Pour le dernier tour tu as, comme pour les autres tours, la réduction d'un Nad+ et d'un Fad+, qu'il faut réoxyder au niveau de la CRM qui donneront respectivement 2 et 3 ATP. Tu as aussi un acétyl-coA formé, donc 12 ATP. Mais comme c'est le dernier tour, tu as un deuxième Acétyl-coA, donc tu comptes 17 ATP d'un tour normal + 12 ATP à cause du 2ème Acétyl-coA !
C-laire a écrit:Deuxieme petite question : Qui dit CoA-SH dit forcément irréversible ?
Euh je ne pense pas que dès qu'on ait du CoA-SH ce soit irréversible ... Je pense que l'exemple de CAT1/CAT 2 avec l'activation d'un AG dans le cytosol, et le transfert à la carnitine est un bon exemple non ? Fin la fixation de ce CoA-SH cytosolique est réversible puisqu'on y fixera plus tard un CoA-SH mitochondrial.
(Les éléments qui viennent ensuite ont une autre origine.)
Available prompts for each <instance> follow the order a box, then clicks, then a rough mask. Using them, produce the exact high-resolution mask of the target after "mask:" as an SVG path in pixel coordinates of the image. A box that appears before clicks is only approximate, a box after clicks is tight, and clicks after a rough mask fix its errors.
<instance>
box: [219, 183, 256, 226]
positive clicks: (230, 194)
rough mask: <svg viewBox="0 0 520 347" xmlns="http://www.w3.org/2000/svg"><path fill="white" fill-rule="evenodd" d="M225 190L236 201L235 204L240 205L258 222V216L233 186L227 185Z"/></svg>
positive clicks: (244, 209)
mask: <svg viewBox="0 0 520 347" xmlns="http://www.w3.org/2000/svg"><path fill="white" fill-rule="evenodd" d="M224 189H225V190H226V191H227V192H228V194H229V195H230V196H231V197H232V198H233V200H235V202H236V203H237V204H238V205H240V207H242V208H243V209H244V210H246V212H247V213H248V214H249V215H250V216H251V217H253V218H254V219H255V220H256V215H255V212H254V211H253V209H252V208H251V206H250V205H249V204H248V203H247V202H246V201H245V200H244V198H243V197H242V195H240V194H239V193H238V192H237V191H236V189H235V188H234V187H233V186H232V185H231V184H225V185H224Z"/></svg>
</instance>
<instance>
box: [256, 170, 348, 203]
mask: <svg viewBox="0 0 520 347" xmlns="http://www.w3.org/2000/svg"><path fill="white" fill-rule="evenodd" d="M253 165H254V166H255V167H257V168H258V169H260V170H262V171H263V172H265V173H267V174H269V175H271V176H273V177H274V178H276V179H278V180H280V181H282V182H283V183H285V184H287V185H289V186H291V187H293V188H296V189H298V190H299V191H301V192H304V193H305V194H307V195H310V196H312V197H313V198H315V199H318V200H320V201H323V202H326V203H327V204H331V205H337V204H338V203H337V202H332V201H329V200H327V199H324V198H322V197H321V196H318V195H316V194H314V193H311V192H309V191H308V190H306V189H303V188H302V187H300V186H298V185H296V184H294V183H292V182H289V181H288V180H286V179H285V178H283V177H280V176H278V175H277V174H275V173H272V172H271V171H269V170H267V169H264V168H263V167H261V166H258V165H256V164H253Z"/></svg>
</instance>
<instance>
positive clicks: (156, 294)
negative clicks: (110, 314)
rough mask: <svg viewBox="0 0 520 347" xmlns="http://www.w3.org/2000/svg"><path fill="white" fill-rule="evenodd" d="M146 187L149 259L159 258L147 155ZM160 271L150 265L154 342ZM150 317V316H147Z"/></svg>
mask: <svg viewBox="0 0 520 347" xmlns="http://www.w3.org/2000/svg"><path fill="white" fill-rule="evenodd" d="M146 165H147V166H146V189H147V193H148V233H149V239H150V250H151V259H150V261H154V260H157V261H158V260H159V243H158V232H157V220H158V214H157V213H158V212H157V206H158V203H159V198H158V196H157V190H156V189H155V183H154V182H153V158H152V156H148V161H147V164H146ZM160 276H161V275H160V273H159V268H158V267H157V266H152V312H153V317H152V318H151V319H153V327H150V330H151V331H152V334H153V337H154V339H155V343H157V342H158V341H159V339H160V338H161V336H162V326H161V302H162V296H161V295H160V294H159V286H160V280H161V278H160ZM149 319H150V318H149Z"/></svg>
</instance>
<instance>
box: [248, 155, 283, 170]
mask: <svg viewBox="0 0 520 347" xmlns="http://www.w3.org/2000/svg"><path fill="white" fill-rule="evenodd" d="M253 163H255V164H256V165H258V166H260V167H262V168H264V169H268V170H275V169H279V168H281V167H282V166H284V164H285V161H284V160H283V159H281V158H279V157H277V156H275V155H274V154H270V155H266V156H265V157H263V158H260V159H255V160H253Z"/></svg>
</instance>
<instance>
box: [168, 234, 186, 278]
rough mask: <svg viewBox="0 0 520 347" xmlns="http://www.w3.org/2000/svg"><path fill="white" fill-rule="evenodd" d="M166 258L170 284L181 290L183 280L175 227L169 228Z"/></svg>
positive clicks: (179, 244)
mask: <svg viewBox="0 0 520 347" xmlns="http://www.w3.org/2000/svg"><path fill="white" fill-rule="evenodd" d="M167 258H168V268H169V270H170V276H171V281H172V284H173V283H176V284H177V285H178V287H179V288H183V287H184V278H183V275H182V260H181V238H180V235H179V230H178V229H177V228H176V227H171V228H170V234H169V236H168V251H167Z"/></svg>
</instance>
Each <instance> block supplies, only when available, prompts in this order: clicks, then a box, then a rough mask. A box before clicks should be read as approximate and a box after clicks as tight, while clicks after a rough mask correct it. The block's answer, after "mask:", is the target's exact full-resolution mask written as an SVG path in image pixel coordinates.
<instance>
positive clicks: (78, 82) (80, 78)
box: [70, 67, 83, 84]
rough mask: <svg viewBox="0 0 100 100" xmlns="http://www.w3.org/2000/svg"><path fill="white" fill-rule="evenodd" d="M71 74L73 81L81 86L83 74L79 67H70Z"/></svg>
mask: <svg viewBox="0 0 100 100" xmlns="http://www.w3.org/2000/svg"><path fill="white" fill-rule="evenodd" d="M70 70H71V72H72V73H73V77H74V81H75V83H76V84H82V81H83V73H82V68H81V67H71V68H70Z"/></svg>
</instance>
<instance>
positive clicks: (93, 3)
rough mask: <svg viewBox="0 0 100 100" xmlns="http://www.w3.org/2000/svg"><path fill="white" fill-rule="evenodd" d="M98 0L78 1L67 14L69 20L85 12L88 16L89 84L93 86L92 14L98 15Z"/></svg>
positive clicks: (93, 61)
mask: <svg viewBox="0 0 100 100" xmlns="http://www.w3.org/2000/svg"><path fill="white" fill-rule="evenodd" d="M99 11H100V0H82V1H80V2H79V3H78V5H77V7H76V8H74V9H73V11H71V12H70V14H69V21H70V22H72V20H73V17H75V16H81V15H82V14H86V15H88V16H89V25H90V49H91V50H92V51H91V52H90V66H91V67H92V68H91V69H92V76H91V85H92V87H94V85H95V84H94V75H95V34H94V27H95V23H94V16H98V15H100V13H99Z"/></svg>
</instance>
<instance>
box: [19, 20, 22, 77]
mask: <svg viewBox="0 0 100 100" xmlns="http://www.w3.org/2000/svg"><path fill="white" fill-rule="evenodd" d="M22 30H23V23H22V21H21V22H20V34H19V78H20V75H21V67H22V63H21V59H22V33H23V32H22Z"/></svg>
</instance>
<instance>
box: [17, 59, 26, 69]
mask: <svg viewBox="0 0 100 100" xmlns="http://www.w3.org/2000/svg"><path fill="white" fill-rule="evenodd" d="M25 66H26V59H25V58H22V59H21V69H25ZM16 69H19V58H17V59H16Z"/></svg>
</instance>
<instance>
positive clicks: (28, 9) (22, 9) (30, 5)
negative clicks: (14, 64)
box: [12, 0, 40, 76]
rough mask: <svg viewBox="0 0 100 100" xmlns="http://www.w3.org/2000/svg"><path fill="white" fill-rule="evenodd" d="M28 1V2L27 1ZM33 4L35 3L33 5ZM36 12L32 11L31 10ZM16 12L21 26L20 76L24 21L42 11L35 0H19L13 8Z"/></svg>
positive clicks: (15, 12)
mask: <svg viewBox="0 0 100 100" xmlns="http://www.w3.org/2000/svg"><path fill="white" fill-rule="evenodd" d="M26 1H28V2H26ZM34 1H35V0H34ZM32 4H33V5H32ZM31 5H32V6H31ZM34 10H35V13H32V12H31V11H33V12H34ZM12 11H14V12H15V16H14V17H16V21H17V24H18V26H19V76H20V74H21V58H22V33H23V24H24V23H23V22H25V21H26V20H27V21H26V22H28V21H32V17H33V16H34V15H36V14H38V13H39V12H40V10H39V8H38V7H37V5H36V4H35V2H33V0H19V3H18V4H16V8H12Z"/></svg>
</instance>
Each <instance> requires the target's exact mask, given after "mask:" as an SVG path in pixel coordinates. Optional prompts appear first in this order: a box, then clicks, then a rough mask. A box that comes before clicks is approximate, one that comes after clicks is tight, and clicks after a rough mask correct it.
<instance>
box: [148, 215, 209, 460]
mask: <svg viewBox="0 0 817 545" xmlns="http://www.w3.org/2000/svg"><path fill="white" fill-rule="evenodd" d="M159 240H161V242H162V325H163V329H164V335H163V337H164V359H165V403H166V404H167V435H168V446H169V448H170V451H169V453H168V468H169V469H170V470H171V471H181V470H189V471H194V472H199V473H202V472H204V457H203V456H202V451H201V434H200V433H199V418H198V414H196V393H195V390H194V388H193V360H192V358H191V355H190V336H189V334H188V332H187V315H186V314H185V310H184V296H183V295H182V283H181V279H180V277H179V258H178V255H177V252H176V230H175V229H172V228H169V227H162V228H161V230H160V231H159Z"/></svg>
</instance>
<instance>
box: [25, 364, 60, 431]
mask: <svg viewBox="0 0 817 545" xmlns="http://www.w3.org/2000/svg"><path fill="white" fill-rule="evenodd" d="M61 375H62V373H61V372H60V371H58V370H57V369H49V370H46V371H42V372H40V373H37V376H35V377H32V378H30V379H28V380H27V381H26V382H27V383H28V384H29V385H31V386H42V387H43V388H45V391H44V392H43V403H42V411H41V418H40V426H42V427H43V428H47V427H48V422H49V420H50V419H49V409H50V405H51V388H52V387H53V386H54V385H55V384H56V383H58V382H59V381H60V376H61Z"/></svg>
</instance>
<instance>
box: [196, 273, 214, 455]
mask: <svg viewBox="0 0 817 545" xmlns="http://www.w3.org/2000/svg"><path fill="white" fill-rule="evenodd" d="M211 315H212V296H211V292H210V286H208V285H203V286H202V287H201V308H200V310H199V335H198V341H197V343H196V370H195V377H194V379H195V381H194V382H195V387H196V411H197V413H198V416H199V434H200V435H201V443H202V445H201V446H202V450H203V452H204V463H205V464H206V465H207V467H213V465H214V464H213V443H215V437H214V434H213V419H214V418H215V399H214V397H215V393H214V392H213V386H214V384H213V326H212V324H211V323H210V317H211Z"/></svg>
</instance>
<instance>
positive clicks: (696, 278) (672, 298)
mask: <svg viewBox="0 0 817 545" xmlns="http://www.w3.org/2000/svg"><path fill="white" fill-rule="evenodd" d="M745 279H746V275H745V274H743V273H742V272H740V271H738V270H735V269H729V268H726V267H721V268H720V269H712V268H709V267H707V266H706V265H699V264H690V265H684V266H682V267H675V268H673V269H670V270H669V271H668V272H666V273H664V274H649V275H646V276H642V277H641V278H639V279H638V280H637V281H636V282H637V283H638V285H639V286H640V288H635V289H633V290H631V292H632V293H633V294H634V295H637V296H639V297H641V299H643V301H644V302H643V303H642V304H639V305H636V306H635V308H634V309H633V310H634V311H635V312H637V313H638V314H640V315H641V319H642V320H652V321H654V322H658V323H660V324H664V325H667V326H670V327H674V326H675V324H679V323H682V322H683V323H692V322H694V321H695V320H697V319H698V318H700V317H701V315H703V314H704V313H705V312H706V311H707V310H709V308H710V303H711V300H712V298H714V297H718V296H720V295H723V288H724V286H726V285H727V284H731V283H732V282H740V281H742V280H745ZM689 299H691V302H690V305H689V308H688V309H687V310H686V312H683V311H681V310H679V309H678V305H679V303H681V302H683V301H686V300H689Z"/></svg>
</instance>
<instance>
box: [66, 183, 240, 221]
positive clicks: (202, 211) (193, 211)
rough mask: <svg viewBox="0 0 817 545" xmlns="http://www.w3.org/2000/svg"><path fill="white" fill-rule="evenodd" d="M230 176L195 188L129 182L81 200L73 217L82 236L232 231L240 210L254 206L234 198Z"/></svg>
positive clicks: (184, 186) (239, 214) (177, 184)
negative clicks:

C-laire a écrit:Qui dit deltaG "très" exergonique dit forcément irréversible ?
Il me semble bien que quand on a un delta G très exergonique, la réaction est irréversible, mais ça paraît logique puisque si on libère une très grande quantité d'énergie, il paraît peu probable de faire la réaction inverse, sachant qu'elle demandera du coup beaucoup d'énergie et donc qu'elle sera très défavorable pour la cellule. TU peux prendre l'exemple de la transofrmation du PEP en pyruvate, qui est très exergonique (et rend ainsi la glycolyse globalement exergonique) donc irréversible.